An encouraging trend has emerged in Maryland, Georgia, Connecticut, and New Jersey, which have adopted statewide vacant property registries or statewide regulations that provide guidance to municipalities to uniformly combat blight in their cities.
Five years ago, Safeguard Properties was tracking about 60 municipal VPRs across the country. Today that number has grown to about 1,025, each with its unique rules, requirements, and fees. Not only are these individual ordinances cumbersome for overburdened municipal code enforcement departments to track and enforce, mortgage servicers also find it difficult to effectively manage and comply with so many different requirements.

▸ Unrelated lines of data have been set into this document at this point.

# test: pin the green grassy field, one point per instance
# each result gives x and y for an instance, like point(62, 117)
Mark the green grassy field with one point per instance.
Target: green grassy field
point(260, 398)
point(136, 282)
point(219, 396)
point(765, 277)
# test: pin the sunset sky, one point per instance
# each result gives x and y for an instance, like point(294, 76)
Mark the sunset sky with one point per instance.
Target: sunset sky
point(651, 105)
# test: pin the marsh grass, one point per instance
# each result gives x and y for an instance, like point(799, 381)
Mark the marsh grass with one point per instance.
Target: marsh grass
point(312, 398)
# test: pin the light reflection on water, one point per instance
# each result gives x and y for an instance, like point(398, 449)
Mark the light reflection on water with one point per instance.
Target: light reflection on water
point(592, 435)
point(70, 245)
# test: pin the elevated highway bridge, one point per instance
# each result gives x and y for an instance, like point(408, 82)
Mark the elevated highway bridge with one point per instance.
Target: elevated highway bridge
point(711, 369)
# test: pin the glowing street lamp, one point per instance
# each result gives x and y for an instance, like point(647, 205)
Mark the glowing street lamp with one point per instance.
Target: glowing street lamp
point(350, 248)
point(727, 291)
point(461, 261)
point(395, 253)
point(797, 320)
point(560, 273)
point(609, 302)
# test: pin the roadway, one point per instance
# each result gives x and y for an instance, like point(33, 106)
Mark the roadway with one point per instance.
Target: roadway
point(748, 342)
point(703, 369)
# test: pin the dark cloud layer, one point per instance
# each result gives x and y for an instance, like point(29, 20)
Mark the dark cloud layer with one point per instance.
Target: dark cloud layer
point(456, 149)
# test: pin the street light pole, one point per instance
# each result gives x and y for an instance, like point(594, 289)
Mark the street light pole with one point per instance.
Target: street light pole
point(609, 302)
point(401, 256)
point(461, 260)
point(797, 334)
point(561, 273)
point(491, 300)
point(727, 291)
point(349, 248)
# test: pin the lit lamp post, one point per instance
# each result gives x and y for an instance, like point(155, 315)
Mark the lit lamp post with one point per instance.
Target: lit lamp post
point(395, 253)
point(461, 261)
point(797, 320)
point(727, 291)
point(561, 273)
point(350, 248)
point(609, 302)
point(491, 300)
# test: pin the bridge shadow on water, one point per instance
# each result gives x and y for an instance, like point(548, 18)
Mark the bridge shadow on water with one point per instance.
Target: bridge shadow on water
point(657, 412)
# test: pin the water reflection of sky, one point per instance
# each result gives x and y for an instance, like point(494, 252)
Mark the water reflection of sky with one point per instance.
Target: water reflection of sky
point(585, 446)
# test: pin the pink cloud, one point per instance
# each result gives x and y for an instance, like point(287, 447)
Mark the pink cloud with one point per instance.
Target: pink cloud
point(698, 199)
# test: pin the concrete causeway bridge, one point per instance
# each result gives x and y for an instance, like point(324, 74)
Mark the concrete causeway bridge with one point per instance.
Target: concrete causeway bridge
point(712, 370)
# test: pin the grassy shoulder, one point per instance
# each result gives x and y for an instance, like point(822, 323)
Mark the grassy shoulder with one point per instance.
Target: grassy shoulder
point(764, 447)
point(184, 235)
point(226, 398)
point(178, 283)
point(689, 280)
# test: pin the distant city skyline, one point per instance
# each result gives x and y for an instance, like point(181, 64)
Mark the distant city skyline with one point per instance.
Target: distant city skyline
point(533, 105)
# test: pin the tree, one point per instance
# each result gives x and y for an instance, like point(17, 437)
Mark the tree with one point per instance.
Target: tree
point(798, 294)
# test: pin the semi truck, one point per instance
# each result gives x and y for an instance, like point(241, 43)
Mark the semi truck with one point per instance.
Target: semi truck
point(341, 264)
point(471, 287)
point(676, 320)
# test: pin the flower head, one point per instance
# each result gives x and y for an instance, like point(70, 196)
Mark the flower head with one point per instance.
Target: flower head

The statewide approach provides a more standardized process to address code violations by facilitating broader scale and more efficient contact between code enforcement officials and mortgage servicers. Statewide ordinances help to reduce blight and protect neighborhoods through a more streamlined, uniform process than city-enacted VPRs. The benefits for municipalities, states, and servicers include:
- Personalized requirements that meet geographic and community needs. Each state chooses VPR requirements that are appropriate for the communities in their states. They can tailor requirements based on what works best in their municipalities.
- Better communication with local code enforcement. Creating one registry per state helps code enforcement officials keep track of the vacant homes in their areas and identify servicers when issues arise. On the flip side, it is easier for servicers to comply with one set of requirements in each state, which will lead to greater compliance.
- Established system for implementing property registries. Municipalities that do not currently have VPRs will have the necessary mechanisms in place to enforce state law and protect properties in their communities rather reinventing the wheel to create their own ordinances.
- Reduced blight and safer neighborhoods. Eliminating blight in communities across the country was the original intent of VPRs. By implementing statewide laws, states create uniformity and make it easier for servicers to comply, resulting in safer and better maintained neighborhoods.